When Instagram first started to hit popularity – long after their failed attempt at being a check-in service – the app was all about photo filters. Anyone could snap a photo with their phone and quickly add a filter to make it look “better” or at least more interesting. It made everyone feel like a photographer.
At first “true” photographers balked at the platform. But then they saw the power of the network it was building so they started to sign up. Which created a boon for the platform and its Explore page because whenever we opened the app we saw gorgeous photos of the people, places and things we are interested in.
But this created pressure. I dubbed it Instagram pressure. It meant that the “anyone” (those that do not consider themselves photographers but enjoyed adding a filter to their photos) I mentioned before felt out of place. Incapable of producing such high quality, and often composite, results. So their usage began to wane. They were still looking but not posting as much.
Then the algorithmic timeline. Which made for completely different issues. It meant that really great photos from people with less of a following were getting little to no attention. And like-fatigue set in. Instagram had a problem but they had smart founders. They new they needed to act quickly.
So Instagram gobbled up Snapchat by stealing the medium of Stories and (in my opinion) improving on them. Which created another bolt of energy into the platform as there was now a way to create and publish far more content that didn’t need the same polish as a photo.

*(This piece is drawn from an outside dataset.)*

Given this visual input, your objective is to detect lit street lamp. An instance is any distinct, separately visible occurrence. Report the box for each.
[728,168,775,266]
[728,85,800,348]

But then Facebook happened. True, Facebook purchased Instagram 6 years ago but it has only been the last 24 months that Facebook has taken a nosedive in public opinion. And with the founders of Instagram leaving the platform my own personal confidence in Instagram is at an all time low. In fact, I’ve stopped updating the app. I love Instagram as it stands right now. But I fear the next few updates.
Anyone that has been online for many years has seen the rise and fall of countless services for a variety of reasons. Mostly, though, the fall of a platform has something to do with some mass of individuals that originally embrace a platform eventually leaving a platform. Teens jump on Snapchat and move to Instagram and then move to TikTok or Musically. Tech people blog then tweet then blog again (yay!). Photographers use their own sites, then Flickr, then Instagram, then their own sites (and/or Flickr) again. At least, that is what seems to be happening.
Instagram has a huge backer, otherwise I think it’s decline would be as meteoric as its rise. So I don’t think it or Facebook will be gone any time soon. But I do have the feeling we will see photographers slowly leave the platform behind in order to publish elsewhere – whether that be their own web sites or Flickr or SmugMug or an as-yet-unreleased platform.